Norovirus Treatment in Phoenix, AZ
The norovirus, sometimes referred to as the winter vomiting bug in the UK and Ireland, is a highly contagious virus commonly acquired and spread after ingesting food or water contaminated with trace amounts of infected feces or fluids. As the most common cause of viral gastroenteritis in humans, the inflammation the norovirus creates in the intestines and stomach can wreak havoc on the entire gastrointestinal system. The illness is characterized by the onset of sudden, severe vomiting and diarrhea, which typically begin 12 to 48 hours after exposure, and last for 1-3 days.
Norovirus outbreaks typically occur in closed and crowded environments, such as in hospitals, nursing homes, childcare centers and on cruise ships. Though a norovirus infection will typically improve on its own, medical treatment is warranted as vomiting and diarrhea can be severely dehydrating and especially pose a risk to infants, older adults and people with an underlying disease.
To schedule a consultation with a qualified healthcare provider in Phoenix that specializes in norovirus treatment, call (480) 961-2366 or contact Kevin Chan online.

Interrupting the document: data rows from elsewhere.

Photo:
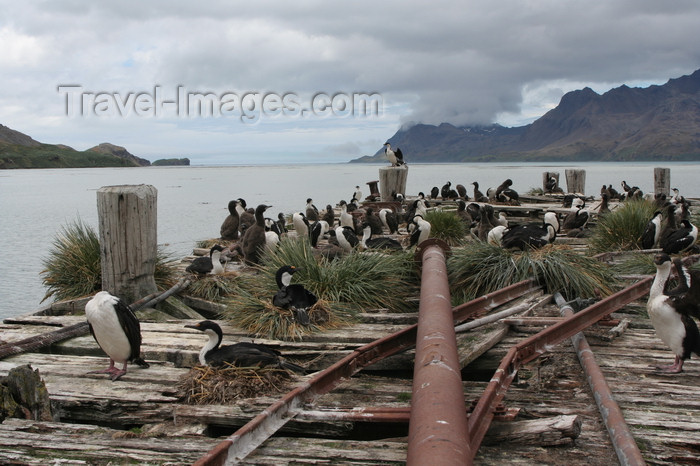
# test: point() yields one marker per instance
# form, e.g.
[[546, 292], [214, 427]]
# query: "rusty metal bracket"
[[625, 447], [246, 439], [538, 344]]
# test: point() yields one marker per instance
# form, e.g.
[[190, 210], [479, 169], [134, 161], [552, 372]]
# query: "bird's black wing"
[[131, 326], [202, 265], [399, 155], [352, 238], [300, 297], [677, 241], [648, 235], [245, 355], [282, 298]]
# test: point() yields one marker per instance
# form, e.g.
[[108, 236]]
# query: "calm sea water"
[[192, 201]]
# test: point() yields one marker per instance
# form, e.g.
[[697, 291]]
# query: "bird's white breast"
[[667, 323], [109, 334]]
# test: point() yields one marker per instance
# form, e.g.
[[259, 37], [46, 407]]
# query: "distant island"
[[17, 150], [657, 123], [167, 162]]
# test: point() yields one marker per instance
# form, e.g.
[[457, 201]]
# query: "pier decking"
[[551, 414]]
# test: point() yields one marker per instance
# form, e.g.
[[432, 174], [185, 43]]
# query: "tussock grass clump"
[[621, 229], [480, 268], [446, 226], [344, 286], [72, 268], [214, 287], [209, 385]]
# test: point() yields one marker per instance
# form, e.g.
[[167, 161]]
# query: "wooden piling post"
[[575, 181], [662, 181], [545, 180], [392, 181], [128, 239]]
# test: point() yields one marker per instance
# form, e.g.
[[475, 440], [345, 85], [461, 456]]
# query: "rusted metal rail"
[[536, 345], [625, 447], [437, 431], [246, 439]]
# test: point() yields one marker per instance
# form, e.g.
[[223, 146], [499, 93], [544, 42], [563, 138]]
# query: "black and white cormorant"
[[487, 221], [530, 235], [311, 211], [552, 186], [116, 330], [246, 217], [578, 217], [445, 190], [317, 230], [229, 229], [357, 195], [495, 235], [346, 219], [382, 242], [682, 239], [421, 230], [389, 220], [675, 328], [374, 221], [241, 354], [652, 230], [631, 192], [329, 215], [346, 237], [294, 297], [301, 224], [279, 226], [462, 192], [254, 239], [504, 192], [478, 195], [604, 207], [463, 214], [395, 157], [210, 264]]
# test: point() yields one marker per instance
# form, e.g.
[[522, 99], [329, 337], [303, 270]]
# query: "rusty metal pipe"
[[438, 430], [625, 447], [531, 348]]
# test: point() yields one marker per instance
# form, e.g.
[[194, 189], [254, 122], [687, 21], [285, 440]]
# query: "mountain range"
[[659, 122]]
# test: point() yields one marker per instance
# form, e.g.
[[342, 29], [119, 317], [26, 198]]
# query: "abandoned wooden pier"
[[548, 415]]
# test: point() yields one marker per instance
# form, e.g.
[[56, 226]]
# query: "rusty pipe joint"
[[438, 428]]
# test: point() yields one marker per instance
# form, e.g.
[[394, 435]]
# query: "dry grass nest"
[[225, 385]]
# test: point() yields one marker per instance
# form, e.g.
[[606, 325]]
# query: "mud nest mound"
[[209, 385]]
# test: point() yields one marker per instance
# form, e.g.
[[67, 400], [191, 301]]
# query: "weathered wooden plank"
[[33, 442]]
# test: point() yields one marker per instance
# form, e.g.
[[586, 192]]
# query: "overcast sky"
[[85, 72]]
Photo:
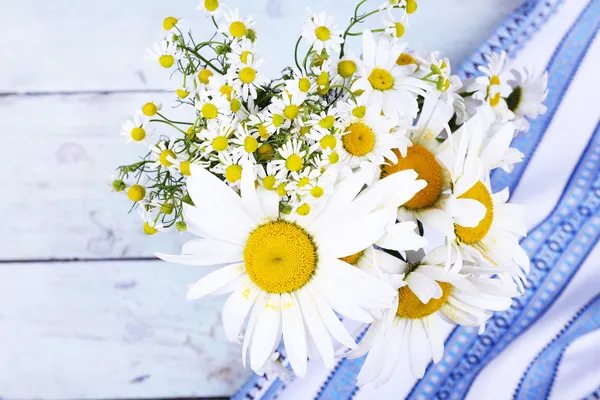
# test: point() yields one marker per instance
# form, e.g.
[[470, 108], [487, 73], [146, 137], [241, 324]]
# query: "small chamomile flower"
[[292, 154], [166, 53], [234, 25], [526, 99], [246, 143], [212, 105], [136, 129], [230, 168], [246, 79], [321, 33], [210, 7], [165, 154]]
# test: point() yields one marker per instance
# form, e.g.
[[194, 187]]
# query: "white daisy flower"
[[136, 129], [212, 106], [368, 139], [430, 297], [322, 33], [285, 276], [235, 25], [527, 96], [210, 7], [166, 53], [387, 86], [246, 80]]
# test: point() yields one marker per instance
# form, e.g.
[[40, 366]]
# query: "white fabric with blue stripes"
[[548, 344]]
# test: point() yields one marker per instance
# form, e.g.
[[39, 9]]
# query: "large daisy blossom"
[[385, 85], [428, 297], [284, 274]]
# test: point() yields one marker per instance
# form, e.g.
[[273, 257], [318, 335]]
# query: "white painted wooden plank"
[[111, 330], [56, 196], [100, 45]]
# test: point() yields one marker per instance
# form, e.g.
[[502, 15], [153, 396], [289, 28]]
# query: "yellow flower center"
[[244, 56], [149, 230], [323, 33], [473, 235], [359, 139], [182, 94], [354, 258], [250, 144], [149, 109], [209, 111], [304, 209], [334, 157], [328, 141], [237, 29], [291, 111], [411, 6], [265, 151], [226, 91], [220, 143], [280, 257], [184, 167], [409, 305], [346, 68], [304, 85], [166, 61], [211, 5], [169, 23], [138, 134], [204, 76], [327, 122], [399, 29], [278, 120], [136, 193], [317, 192], [164, 158], [269, 182], [405, 59], [359, 112], [294, 163], [233, 173], [426, 166], [235, 105], [381, 79]]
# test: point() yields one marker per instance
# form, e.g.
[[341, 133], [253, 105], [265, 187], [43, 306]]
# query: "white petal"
[[294, 334], [215, 280]]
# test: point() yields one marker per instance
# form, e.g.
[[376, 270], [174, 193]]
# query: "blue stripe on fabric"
[[539, 377], [557, 248], [561, 69]]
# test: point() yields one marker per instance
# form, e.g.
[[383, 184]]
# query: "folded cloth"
[[547, 344]]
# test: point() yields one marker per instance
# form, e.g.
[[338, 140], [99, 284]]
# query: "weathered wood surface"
[[70, 74]]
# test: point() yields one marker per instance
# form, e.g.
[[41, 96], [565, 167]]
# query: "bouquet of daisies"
[[314, 190]]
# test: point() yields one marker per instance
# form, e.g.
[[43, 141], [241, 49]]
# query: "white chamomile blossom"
[[136, 129], [235, 25], [165, 154], [284, 276], [395, 26], [212, 105], [386, 85], [527, 96], [243, 52], [166, 53], [246, 79], [429, 298], [247, 142], [210, 7], [322, 33], [368, 139]]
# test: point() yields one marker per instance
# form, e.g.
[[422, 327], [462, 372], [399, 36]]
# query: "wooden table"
[[85, 310]]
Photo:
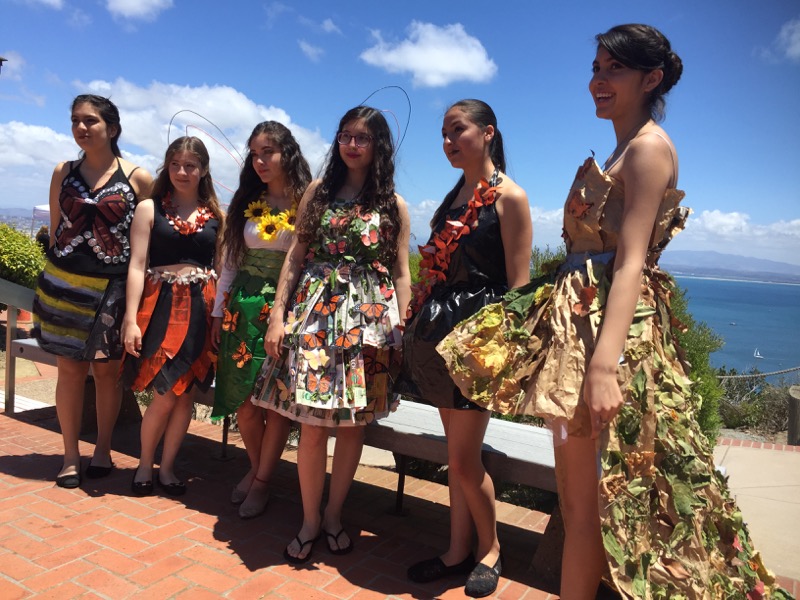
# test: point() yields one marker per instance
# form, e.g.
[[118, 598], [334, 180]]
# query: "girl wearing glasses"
[[591, 349], [258, 231], [345, 283], [480, 246]]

Norovirus Causes & Symptoms
Highly contagious and easily spread from person-to-person, noroviruses are transmitted through the feces of infected humans and animals. Methods of transmission include:
- Eating contaminated food or drinking contaminated water
- Touching your hands to your mouth after your hand has come into contact with a contaminated surface or object
- Being in close contact with an infected person
Norovirus symptoms include:
- Abdominal pain or cramps
- Watery or loose diarrhea
- Unexplained feeling of discomfort, illness or unease (malaise)
- Low-grade fever
- Muscle pain
Symptoms typically last 12-48 hours after first exposed to the virus, and last 1-3 days. You may continue to shed the virus in your feces for up to two weeks after recovery. If you have an underlying health condition, on the other hand, viral shedding may last as long as several weeks to several months, representing the need to visit a healthcare provider who can offer treatment and lifestyle advice. Seek medical attention if you develop prolonged diarrhea that lasts several days, or if you experience severe vomiting, bloody stools, abnormal pain or dehydration. While usually symptoms go away on their own, in rare cases, norovirus causes severe dehydration, malnutrition and even death.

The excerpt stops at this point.